Perhaps that winter wasn’t any longer or colder than any of the others. Or it could be that people here needed to remember it that way. It’s amazing, the things people try to explain with it.

And it seems everyone has such a season. For my grandmother, it began the day her son—the brother (at least, I assume he was) mother never talked about, the uncle I never met—was born. I heard about him from my grandmother, and from other people. He died too young and far away, they said. He and a bunch of young men who died with him were memorialized, which is not to say remembered, with stones far away from this block.

What little that’s been recorded about his life didn’t include that winter, which had already begun by the time he was born and didn’t end—if it ever did—until some time long after the telegram, and what remained of him, came from Korea.

It didn’t end, either, when Adam bolted from that camp he would never name. (As best as I’ve been able to tell, it was Bergen-Belsen. What value does a name have, anyway, except that you can attach it to another name?) If there was a respite, it may’ve been been during the months he spent in a half-timber house far from any town the Allies or Nazis thought to be worth taking. Wind and snow swirled outside. It didn’t end when he got to this block.

In the logic of the TV programs I used to see and most movies and the novels they made us read in school, it somehow made perfect sense that Adam killed himself on the night before Christmas Eve. All the plot ingredients were there for preparation and consumption: impending holidays, a man alone who no longer believes (if he ever did) in God, or the gods—in other words, the hope for an end to suffering and defeat, and the promise that nothing would ever prolong his or any man or woman’s wait for it.

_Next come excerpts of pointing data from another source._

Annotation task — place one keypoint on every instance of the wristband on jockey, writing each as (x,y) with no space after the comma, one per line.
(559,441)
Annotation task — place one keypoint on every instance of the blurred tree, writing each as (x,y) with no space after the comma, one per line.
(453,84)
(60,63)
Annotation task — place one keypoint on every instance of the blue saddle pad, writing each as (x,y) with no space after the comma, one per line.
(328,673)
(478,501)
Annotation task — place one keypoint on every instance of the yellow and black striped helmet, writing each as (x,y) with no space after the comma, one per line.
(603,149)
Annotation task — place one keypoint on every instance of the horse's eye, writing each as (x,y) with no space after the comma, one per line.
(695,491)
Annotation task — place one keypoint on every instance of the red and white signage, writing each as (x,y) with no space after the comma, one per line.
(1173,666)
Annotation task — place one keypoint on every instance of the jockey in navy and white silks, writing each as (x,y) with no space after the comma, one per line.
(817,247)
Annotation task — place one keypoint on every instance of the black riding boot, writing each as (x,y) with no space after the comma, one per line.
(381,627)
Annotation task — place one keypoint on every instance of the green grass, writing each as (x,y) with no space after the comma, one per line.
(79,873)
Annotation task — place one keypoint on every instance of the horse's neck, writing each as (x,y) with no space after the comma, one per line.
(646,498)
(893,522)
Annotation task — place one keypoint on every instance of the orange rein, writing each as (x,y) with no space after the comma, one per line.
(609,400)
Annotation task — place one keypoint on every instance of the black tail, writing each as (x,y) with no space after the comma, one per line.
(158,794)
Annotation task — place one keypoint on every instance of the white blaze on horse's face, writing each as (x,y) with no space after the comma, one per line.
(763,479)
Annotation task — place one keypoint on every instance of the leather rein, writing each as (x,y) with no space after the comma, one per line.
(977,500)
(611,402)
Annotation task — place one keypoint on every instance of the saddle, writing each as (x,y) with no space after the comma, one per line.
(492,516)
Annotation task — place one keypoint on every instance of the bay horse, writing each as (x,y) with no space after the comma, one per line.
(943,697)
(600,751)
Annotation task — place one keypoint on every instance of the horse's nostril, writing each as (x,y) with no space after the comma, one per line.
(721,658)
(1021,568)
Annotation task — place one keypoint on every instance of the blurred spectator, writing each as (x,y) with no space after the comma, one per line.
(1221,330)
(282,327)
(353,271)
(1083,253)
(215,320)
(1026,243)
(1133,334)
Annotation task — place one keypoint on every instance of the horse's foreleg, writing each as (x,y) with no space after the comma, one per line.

Of course, the logic of entertainment (however exalted its medium may be) has as much to do with life on this block as rises or falls in the exchange rate between the dollar and currencies or bars of gold no one on this block has ever seen. That logic has influenced life, or the liberty of anyone to pursue any pleasure to be derived from it, about as much as the life and death of an uncle I never met on some nameless hill in a country nobody on this block would’ve ever heard of otherwise. Why, his death couldn’t even end the winter my grandmother always talked about! It was hard; it was cold; it was coming and there was nothing anybody could do about it, she said.

In stories—like the ones I had to read for school—mourning ends when spring begins. If that were so, it’d make perfect sense that I was at mother’s funeral as winter draws near. So it’s also make sense Adam died on the night before Christmas Eve.

Somehow, though, it always seemed that whatever, whoever was lost with the early morning light was trapped, frozen in nebulous glaciers that didn’t retreat with the first rays of the equinox. Those skies, it seemed, simply moved further along like the rivers into which buds fell from trees.